Edna Mae’s Sour Cream Pancakes
Recipe from The Pioneer Woman Cooks
Makes about 8 pancakes
- 1 cup sour cream
- 7 tablespoons all-purpose flour
- 2 tablespoons sugar
- 1 teaspoon baking soda
- 1/2 teaspoon salt
- 2 large eggs
- 1 teaspoon pure vanilla extract
- maple syrup
*Warm up your griddle, iron skillet or frying pan. They need to be hot but not smokin’ hot.
*In a bowl combine sour cream with sifted dry ingredients (flour, sugar, baking soda and salt).
*In a separate bowl, whisk the eggs and vanilla together.

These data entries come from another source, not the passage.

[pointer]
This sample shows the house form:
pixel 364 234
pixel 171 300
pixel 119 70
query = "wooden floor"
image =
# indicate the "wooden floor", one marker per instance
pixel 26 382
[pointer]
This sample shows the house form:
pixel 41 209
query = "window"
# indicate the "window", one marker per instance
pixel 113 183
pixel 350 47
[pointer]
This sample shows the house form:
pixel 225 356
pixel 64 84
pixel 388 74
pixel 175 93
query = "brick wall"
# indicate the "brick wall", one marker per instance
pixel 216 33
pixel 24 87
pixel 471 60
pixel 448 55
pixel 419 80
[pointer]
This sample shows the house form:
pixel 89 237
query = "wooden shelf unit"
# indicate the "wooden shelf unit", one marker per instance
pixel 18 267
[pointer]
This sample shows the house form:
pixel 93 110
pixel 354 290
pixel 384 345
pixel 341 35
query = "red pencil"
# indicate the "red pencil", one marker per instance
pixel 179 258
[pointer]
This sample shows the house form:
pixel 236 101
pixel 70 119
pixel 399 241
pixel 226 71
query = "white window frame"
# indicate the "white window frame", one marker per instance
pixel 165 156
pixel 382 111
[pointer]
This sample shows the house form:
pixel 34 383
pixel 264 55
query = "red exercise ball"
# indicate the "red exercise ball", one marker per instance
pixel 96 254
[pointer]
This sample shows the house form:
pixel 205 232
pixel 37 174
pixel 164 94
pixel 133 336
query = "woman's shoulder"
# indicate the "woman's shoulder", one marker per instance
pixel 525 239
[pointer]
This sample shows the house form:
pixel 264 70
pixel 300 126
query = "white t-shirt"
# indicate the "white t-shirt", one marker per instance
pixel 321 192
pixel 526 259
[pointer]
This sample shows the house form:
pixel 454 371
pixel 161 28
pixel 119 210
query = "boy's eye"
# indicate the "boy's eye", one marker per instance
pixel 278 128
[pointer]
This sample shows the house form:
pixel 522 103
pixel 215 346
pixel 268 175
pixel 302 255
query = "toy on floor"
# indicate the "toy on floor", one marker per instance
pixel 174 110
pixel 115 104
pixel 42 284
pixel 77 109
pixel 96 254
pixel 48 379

*Pour egg mixture into sour cream/flour mixture. Stir gently until all ingredients are mixed well.
*Melt a tablespoon of butter onto griddle. Using a ladle pour about 1/4 cup of pancake batter onto the pan making about a 4 inch in diameter pancake.
*Cook each side of the pancake for about 1 or 2 minutes, flipping when the edges start to brown and cake begins to bubble.
*Remove from heat and stack high, top with a pad of butter and drizzle with lots of maple syrup!
I topped mine with some diced strawberries partly because they are in season but, mainly because having fruit with my cake makes me feel a little less guilty. These pancakes were very light, fluffy and had a melt-in-your-mouth quality to them. The sour cream flavor was much more intense.
So which sour cream pancakes were better?!
Personally I liked Ree’s better whereas Chris liked Ina’s better. I guess I’ll have to find a third recipe for the tiebreaker 🙂 Any suggestions?